Date of Award

2014

Degree Type

Dissertation

Degree Name

Ph.D.

Department

Psychology

First Advisor

Menna, Rosanne

Keywords

child, developmental, mentalization, parenting, trauma, women

Rights

CC BY-NC-ND 4.0

Abstract

The present study examined the links between children's socio-emotional functioning and adjustment problems, and maternal mentalization, parenting style, and history of trauma. Participants were 75 mothers and their children age 6-12 years (43 males and 32 females). Mothers' reports of their childhood trauma, mentalization capacity, symptoms of post-traumatic stress and depression, and emotion-related parenting style were obtained along with their reports of their children's social and emotional skills and emotional and behaviour problems. Children completed tasks that assessed their mentalization ability. Children also completed reports of their emotional intelligence and trauma symptoms. Maternal history of emotional abuse significantly predicted maternal depression, and maternal history of sexual abuse significantly predicted maternal PTSD symptoms. Maternal depression and PTSD were both significantly related to children's social skills, and children's internalizing and externalizing problems. Maternal mentalization was significantly associated with children's internalizing and externalizing behavior problems, and children's social skills. After controlling for the effects of a history of maternal psychotherapy, maternal mentalization partially mediated the relationship between maternal PTSD symptoms and children's internalizing problems, and maternal mentalization fully mediated the relationship between maternal PTSD symptoms and children's social skills.

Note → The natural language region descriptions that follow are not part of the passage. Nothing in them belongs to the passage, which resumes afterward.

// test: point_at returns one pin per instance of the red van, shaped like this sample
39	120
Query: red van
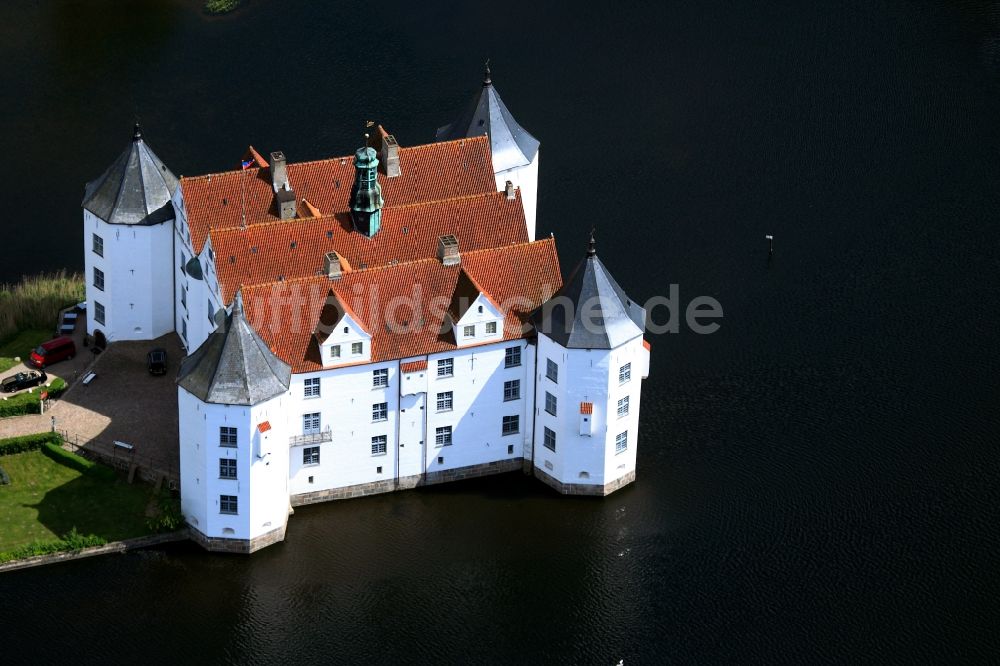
53	351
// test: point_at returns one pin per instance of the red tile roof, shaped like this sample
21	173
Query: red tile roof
428	173
403	305
295	248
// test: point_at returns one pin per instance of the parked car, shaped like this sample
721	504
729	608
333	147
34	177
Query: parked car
22	380
157	361
53	351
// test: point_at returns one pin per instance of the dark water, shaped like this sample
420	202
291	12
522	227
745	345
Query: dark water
817	481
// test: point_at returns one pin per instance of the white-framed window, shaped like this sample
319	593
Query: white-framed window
310	423
621	441
623	407
512	390
227	468
550	439
227	436
552	370
512	357
228	504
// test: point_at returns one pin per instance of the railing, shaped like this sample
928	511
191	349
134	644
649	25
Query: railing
311	438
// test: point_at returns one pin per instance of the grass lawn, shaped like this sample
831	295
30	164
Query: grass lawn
21	345
46	499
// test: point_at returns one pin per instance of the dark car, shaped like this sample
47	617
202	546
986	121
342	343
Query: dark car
22	380
157	362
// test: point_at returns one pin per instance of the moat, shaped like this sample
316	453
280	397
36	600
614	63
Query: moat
815	482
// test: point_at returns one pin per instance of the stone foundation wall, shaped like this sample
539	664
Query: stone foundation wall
584	488
238	546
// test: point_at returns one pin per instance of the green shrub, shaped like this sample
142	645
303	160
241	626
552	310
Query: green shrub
36	300
28	442
72	541
79	463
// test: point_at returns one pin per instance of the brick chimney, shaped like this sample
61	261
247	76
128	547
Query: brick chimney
448	250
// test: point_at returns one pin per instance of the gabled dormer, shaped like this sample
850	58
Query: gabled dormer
472	314
340	334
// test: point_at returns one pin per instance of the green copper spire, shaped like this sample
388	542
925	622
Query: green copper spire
366	195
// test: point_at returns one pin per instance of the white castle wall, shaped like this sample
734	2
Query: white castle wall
138	279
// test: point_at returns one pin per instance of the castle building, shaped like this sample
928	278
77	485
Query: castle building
363	324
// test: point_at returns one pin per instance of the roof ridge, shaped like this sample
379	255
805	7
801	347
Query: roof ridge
328	159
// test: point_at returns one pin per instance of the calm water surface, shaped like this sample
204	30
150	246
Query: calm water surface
817	482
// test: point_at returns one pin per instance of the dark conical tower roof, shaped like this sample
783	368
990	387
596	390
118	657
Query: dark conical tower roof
590	311
234	366
135	190
512	146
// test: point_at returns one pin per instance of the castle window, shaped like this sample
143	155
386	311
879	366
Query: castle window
512	357
551	370
512	390
228	504
621	442
310	423
550	439
227	436
227	468
623	407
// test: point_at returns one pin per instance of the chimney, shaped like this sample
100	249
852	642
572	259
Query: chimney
448	250
284	197
331	266
390	155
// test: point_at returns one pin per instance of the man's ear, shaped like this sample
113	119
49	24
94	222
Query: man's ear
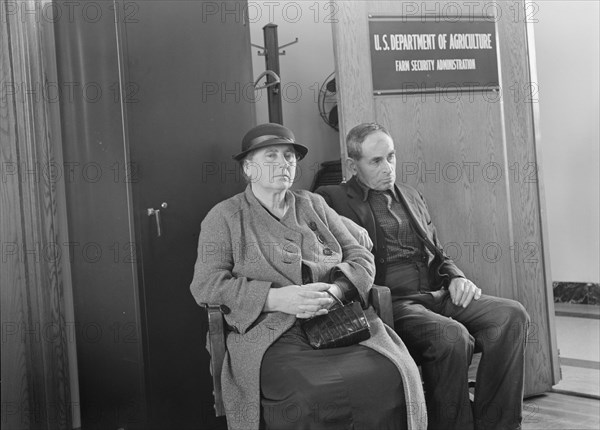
351	165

Emotion-coaching parenting style did not mediate the relationship between maternal trauma and children's adjustment, however, parental uncertainty and ineffectiveness in emotion socialization were significantly associated with both maternal PTSD symptoms and children's internalizing and externalizing problems. These findings highlight the importance of maternal mentalization as an explanatory mechanism in the intergenerational transmission of trauma, and emphasize the need for early intervention and prevention efforts, which focus on bolstering mentalization abilities for traumatized mothers in a parenting role.